Since I first began my career in broadcast journalism in the 1970s, I quickly became irritated at the distorted reporting because everything is typically seen through the eyes of reporters and newsrooms headquartered in New York City. I get it. Our reporting is skewed according to the environment in which we are raised and where we live. But the national media in particular must have greater obligation to reflect the feeling of a nation New York newsrooms care little about how issues are viewed through the eyes of southerners, the Midwest, or people in the West, unless of course you're checking the attitudes of someone in L.A.
Thus I took exception when the entire NBC news piece focused solely on how much more the GOP tax bill would cost Americans in those high tax states. The question left unanswered was "Why should I here in Fremont County care that someone in a high tax state like New York can no longer deduct their entire load of state and local taxes?" Beyond that, if they choose to live in those states and pay such exorbitant state and local taxes, haven't you and I been subsidizing them in paying our own share of federal taxes so they can secure such big deductions on their federal obligations?
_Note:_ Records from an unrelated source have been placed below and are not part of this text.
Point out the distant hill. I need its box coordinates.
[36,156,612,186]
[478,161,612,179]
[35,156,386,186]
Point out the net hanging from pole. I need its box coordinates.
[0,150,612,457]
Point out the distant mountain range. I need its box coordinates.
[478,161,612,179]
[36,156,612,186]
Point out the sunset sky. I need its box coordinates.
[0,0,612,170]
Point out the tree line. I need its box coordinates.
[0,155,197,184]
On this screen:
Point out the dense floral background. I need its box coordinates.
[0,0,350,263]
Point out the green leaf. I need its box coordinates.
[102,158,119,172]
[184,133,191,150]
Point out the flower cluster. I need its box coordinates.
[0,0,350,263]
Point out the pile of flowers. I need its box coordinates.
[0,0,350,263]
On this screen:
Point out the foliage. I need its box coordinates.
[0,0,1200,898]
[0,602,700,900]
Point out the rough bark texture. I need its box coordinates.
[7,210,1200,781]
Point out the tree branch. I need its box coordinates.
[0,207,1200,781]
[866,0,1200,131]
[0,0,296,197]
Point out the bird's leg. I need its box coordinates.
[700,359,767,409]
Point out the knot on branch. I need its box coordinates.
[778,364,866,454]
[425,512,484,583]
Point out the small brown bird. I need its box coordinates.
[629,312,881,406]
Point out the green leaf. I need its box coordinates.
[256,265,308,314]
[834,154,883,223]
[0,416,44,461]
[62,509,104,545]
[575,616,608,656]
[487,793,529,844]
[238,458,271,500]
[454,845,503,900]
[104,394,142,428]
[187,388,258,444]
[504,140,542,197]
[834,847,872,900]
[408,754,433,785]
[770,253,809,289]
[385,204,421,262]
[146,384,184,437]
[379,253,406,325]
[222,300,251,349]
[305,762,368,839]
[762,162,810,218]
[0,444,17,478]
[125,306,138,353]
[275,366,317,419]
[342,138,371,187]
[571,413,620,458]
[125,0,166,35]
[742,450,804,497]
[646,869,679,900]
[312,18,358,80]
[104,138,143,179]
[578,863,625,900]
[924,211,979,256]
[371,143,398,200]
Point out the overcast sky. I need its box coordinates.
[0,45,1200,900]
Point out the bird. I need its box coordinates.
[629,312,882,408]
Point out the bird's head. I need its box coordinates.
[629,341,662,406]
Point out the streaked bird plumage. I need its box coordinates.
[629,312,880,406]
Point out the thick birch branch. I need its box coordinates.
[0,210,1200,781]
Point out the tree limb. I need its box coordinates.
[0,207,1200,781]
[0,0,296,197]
Then on Dec. 10, I turn on CBS 60 minutes only to listen to California Gov. Jerry Brown whining that the GOP tax bill is "evil and divisive." Brown said the tax bill is very irresponsible and very dangerous while Republicans in his own state point out that Brown's tax increases in California are irresponsible. Congratulations Gov. Brown! Your tax increases have given California a $6 billion surplus while a quarter of all the homeless people in America reside in California.
I appreciated a letter to the editor in the Dec. 12 Denver Post by Commerce City drive-in theatre owner Susan Kochevar who put into perspective what all of us hope might be realized for every small business in CaƱon City, Florence, Penrose and across Colorado. In her letter, she praised Sen. Cory Gardner and Republicans in the U.S. Senate. She said, "The ability to protect nearly one-quarter of my business income from taxes will give me the ability to expand my drive-in movie theater operations, hire more employees, and give my existing employees raises ... not to mention to offset increasing payroll costs associated with Colorado's New Year's minimum wage hike."
Tuesday night NBC was back at it again focusing solely on a New Jersey homeowner who didn't know how he will be able to cope with his high state and local taxes on his $750,000 home if he couldn't deduct that full local tax bill off his federal income taxes. Really? You want my sympathy here in Fremont County?
So why don't I just quit watching NBC? I've always watched and read a variety of media because I believe diverse views aid in one's ability to render informed decisions. I discount so-called fake news. I think rather that I can recognize biased reporting when it's so apparent. During my many years as a reporter, I posted a quote from longtime CBS essayist Eric Sevaried's final broadcast in my office. He said, "ignorant and biased reporting has its counterpart in ignorant and biased reading and listening. We do not speak into an intellectual or emotional void." Words that are perhaps even more relevant today as they were 40 years ago.
So my bias tends to perceive this tax bill as how it will benefit the citizens of Fremont County and the tax burdens that they carry, which I became so familiar with during my 12 years as a county commissioner. I hope it will result in more take home pay in local pay checks, cause small businesses and local entrepreneurs to expand their businesses and hire more employees.
House Minority Leader Nancy Pelosi on the House floor Wednesday labeled the tax bill as "morally obscene theft." In my biased view, if this tax bill is enough to irritate Nancy Pelosi and Gov. Jerry Brown, then it's probably good for Fremont County.
Ed Norden is a former Fremont County Commissioner.